Generative adversarial networks (GAN), which estimate the real data distribution through an adversarial game, have achieved great success in image generation and text generation. However, many decision models from real world applications are trained on relational data that contains both numerical and categorical attributes. Furthermore, real world applications often have legal or ethical requirements on the generated data, e.g., discrimination free or privacy preservation, or expect to generate complementary samples to their existing data that may only contain normal samples. The research significantly improves the applicability of generative adversarial networks from image/text data to relational data with application requirements and contributes to the limited base of knowledge in the area of using generative adversarial networks for constraint aware relational data generation. The findings, tools, software code, and curricular materials documents are disseminated to the research community, IT industry, and users, which expects to help domain users generate constraint aware data to meet their business needs.

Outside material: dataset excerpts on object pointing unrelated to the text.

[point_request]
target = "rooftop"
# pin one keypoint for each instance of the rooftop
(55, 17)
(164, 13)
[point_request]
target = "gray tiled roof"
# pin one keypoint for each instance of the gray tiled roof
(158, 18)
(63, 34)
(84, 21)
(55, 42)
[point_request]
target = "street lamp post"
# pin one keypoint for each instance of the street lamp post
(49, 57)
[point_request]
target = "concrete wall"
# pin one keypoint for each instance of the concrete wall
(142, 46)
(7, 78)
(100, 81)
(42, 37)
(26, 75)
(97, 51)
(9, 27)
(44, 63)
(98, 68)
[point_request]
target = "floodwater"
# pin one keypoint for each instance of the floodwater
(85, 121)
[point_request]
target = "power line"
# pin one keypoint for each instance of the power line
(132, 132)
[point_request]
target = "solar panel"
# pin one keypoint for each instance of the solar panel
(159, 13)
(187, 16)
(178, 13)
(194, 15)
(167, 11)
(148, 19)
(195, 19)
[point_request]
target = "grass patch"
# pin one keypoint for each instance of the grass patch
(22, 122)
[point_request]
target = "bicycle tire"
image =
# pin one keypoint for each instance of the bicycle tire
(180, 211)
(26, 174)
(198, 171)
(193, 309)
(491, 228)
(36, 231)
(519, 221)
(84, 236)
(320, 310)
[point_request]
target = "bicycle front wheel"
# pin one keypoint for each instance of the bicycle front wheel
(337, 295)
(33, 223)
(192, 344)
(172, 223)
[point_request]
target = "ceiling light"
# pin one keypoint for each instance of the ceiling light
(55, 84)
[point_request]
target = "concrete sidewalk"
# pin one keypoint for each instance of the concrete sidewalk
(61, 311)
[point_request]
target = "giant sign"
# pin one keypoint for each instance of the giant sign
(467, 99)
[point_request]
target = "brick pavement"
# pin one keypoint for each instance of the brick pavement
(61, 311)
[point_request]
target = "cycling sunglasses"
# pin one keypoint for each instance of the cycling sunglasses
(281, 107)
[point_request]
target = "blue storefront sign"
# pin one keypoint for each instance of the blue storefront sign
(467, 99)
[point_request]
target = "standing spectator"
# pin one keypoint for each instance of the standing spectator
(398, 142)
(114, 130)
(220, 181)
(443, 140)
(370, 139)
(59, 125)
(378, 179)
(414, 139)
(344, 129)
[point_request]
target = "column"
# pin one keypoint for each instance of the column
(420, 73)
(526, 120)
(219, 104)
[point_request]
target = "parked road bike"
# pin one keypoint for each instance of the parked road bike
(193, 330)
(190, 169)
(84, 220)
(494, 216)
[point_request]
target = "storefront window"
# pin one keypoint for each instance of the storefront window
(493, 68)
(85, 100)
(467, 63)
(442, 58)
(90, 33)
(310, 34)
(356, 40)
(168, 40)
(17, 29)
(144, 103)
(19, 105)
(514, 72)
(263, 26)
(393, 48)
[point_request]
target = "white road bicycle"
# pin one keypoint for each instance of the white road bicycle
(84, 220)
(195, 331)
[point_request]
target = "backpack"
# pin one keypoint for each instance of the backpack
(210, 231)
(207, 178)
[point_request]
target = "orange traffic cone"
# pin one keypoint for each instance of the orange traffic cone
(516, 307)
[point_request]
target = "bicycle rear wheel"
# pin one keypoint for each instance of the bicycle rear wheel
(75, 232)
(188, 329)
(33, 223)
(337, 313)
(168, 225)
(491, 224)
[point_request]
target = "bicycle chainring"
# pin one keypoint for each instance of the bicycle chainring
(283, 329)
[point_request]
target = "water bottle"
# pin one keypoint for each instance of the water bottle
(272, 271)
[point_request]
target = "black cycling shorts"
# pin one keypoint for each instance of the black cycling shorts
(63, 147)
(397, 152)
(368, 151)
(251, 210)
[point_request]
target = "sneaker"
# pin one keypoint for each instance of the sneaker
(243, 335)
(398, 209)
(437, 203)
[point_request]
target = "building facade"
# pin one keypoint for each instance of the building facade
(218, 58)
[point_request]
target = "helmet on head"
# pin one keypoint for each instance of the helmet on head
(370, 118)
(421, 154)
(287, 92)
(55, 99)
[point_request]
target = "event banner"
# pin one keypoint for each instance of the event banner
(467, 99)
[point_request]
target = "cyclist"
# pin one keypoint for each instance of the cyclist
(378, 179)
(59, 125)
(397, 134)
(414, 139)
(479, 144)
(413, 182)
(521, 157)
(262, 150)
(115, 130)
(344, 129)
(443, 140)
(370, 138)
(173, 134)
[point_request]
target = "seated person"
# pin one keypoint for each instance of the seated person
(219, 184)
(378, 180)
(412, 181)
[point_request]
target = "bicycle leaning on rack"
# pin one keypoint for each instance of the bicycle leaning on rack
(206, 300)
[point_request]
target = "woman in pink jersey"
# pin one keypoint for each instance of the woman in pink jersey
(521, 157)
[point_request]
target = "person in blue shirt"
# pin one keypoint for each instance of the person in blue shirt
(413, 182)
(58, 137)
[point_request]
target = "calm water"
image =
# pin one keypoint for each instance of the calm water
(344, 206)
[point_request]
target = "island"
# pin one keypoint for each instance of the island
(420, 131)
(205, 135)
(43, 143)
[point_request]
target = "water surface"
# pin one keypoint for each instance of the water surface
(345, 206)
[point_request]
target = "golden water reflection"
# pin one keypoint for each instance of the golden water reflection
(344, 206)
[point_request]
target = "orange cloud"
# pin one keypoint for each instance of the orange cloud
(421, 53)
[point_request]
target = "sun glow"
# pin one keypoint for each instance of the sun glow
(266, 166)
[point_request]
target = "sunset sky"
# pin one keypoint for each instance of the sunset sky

This EAGER research develops novel techniques that enable the current generative adversarial networks to generate realistic relational data with constraints. The developed framework adds a decoder to the generator to generate both numerical and categorical data and incorporates constraint terms into the objective functions of generator and discriminator or introduces multiple discriminators to enforce requirement constraints. The research adopts f-divergences to analyze the convergence of the constraint aware GAN framework when complex constraints are introduced. The research then focuses on developing under the unifying framework two specific models, fair GAN for generating discrimination-free data, and complementary GAN for generating negative samples when only positive samples are available in the training data. The research conducts empirical evaluations of the framework and two specific models in terms of accuracy and convergence, implements and integrates the developed algorithms into TensorFlow, an open source deep learning software system. The developed framework expects to advance theoretical understanding of generative adversarial networks and the two specific GAN models expect to improve the current research on fairness aware learning and fraud detection. In particular, the fair GAN introduces the new approach of fair data generation based on GAN as current fairness aware learning research mainly adopts data modification. The complimentary GAN outperforms existing one-class classification models for fraud detection by generating complementary samples and enabling the trained discriminator to accurately separate abnormal samples from normal ones.
This award reflects NSF's statutory mission and has been deemed worthy of support through evaluation using the Foundation's intellectual merit and broader impacts review criteria.